Shortly after VE-Day, the United States Army Air Forces in Europe began to demobilize. In May 1945, USSTAF consisted of about 17,000 aircraft and about 500,000 personnel. In Europe the aim was to maintain a small USAAF organization, exclusively for communication and transport purposes. On 7 August 1945, the United States Strategic Air Forces (USSTAF) was redesignated as the United States Air Forces in Europe (USAFE).
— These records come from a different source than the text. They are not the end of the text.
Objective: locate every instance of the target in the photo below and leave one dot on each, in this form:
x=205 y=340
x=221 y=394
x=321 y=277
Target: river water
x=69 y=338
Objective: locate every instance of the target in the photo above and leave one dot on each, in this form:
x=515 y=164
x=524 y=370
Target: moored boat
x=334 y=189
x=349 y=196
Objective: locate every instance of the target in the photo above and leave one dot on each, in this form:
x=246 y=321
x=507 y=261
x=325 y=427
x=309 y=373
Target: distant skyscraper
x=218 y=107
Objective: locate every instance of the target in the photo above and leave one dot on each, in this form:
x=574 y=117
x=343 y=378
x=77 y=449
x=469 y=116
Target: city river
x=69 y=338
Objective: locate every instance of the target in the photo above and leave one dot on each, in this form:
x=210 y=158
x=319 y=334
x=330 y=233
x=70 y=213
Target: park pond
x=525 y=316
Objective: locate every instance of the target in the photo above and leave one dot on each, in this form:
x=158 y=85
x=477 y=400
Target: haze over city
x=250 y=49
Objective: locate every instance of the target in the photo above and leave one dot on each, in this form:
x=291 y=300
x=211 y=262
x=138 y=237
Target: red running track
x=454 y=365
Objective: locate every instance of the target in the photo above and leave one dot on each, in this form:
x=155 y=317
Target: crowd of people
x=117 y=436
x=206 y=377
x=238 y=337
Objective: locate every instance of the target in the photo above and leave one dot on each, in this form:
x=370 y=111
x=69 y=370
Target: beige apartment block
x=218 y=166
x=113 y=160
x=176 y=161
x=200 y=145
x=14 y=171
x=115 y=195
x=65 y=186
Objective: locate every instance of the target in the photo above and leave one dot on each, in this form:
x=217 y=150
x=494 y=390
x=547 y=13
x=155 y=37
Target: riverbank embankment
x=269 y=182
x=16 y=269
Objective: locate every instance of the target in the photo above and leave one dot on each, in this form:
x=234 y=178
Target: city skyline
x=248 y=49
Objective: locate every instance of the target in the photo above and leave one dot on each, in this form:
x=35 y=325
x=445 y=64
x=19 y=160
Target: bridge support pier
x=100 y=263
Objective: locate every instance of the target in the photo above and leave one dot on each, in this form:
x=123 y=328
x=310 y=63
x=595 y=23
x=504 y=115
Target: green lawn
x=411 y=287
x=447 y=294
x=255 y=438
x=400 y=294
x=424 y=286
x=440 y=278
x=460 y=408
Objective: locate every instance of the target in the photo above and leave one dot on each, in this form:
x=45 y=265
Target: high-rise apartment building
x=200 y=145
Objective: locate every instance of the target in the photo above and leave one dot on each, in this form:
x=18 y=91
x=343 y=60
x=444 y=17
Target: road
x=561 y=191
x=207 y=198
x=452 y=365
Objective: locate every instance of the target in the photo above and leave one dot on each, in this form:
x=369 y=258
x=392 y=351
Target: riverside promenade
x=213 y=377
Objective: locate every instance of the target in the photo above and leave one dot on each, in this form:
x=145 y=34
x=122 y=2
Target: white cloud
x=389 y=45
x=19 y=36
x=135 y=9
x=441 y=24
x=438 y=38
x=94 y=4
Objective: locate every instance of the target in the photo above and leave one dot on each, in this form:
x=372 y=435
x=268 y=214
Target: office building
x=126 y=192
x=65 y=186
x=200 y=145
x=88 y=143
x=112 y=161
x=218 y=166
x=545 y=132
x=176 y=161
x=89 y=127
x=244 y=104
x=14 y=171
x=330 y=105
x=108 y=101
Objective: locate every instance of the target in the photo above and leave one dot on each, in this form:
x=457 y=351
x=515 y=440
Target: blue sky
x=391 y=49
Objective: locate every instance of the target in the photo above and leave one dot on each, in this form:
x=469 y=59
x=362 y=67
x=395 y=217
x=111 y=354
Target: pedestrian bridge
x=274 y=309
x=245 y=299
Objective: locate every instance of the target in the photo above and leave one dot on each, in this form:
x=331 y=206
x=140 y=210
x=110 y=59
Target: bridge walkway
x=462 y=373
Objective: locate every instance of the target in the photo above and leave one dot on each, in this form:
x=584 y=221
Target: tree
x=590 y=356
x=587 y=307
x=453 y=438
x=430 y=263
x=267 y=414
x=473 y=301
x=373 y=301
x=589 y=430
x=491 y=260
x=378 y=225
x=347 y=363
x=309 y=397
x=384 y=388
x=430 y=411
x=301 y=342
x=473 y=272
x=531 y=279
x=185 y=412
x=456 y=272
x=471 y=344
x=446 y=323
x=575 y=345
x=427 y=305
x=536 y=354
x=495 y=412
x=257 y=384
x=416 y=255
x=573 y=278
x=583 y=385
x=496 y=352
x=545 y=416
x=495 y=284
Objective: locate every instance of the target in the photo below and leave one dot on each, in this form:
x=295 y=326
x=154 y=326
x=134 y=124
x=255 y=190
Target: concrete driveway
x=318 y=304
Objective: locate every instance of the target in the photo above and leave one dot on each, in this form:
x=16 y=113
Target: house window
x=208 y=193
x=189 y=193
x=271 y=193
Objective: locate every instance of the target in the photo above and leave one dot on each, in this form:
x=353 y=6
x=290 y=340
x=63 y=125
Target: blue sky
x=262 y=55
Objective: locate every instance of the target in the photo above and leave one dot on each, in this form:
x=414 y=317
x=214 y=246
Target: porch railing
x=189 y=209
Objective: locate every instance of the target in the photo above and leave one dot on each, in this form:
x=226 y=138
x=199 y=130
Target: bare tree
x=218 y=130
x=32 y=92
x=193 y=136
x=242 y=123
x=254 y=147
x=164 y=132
Headquarters USAFE was relocated to Wiesbaden, Germany, on 28 September 1945. By the end of 1946, the American Air Force in Europe was reduced drastically, to around 75,000 personnel and less than 2,000 aircraft.

==Lineage==
- Established as 8th Air Force on 19 January 1942
 Activated on 28 January 1942.
 Redesignated: Eighth Air Force on 18 September 1942
 Redesignated: United States Strategic Air Forces in Europe on 22 February 1944

==Assignments (not complete)==
- Air Force Combat Command, 28 January 1942
 Attached to 1st Air Force for training

==Stations==
- Savannah AAB, Georgia, 28 January – c. 20 May 1942
- Boston Port of Embarkation, 25–27 May 1942
- London, United Kingdom, 18 June 1942
- Camp Griffiss, Bushy Park, London, United Kingdom, 25 June 1942
- Saint-Germain-en-Laye, France, 26 September 1944

==Components (not exhaustive)==
Commands
- Air Disarmament (Provisional): 15 September 1944 – 1 February 1945
- Eastern, USSTAF: 20 August 1944 – 2 August 1945 (Operation Frantic bombing missions via Soviet-held territory)
- VIII Bomber (later, Eighth Air Force): 1 February 1942 – 16 July 1945
- VIII Ground Air Support (later, VIII Air Support): 28 August 1942 – 1 December 1943
- VIII Troop Carrier: c. July 1942-16 October 1943 (detached entire period)
- Air Service Command, United States Strategic Air Forces in Europe (Major General Hugh J. Knerr)

Task Forces
- VIII Strategic (later, VIII Air Force Service Command), 9 November 1943 – 20 July 1945
- Eighth Strategic (Provisional) (later, VIII Air Force Service Command): 9 November 1943 – 20 July 1945
- Air Depot Areas: Advanced: 18 October 1943 – 1 March 1945

Divisions, Depots
- 1st Bombardment Division: 13 September 1942 – 22 February 1944
- 1st Fighter Division (Provisional): c. June 1943-13 November 1943
- 2d Bombardment Division: 13 September 1943 – 22 February 1944
- 402d Air Depot, activated 15 April 1943; redesignated 402d Base Air Depot, 17 July 1944; inactivated 24 November 1945.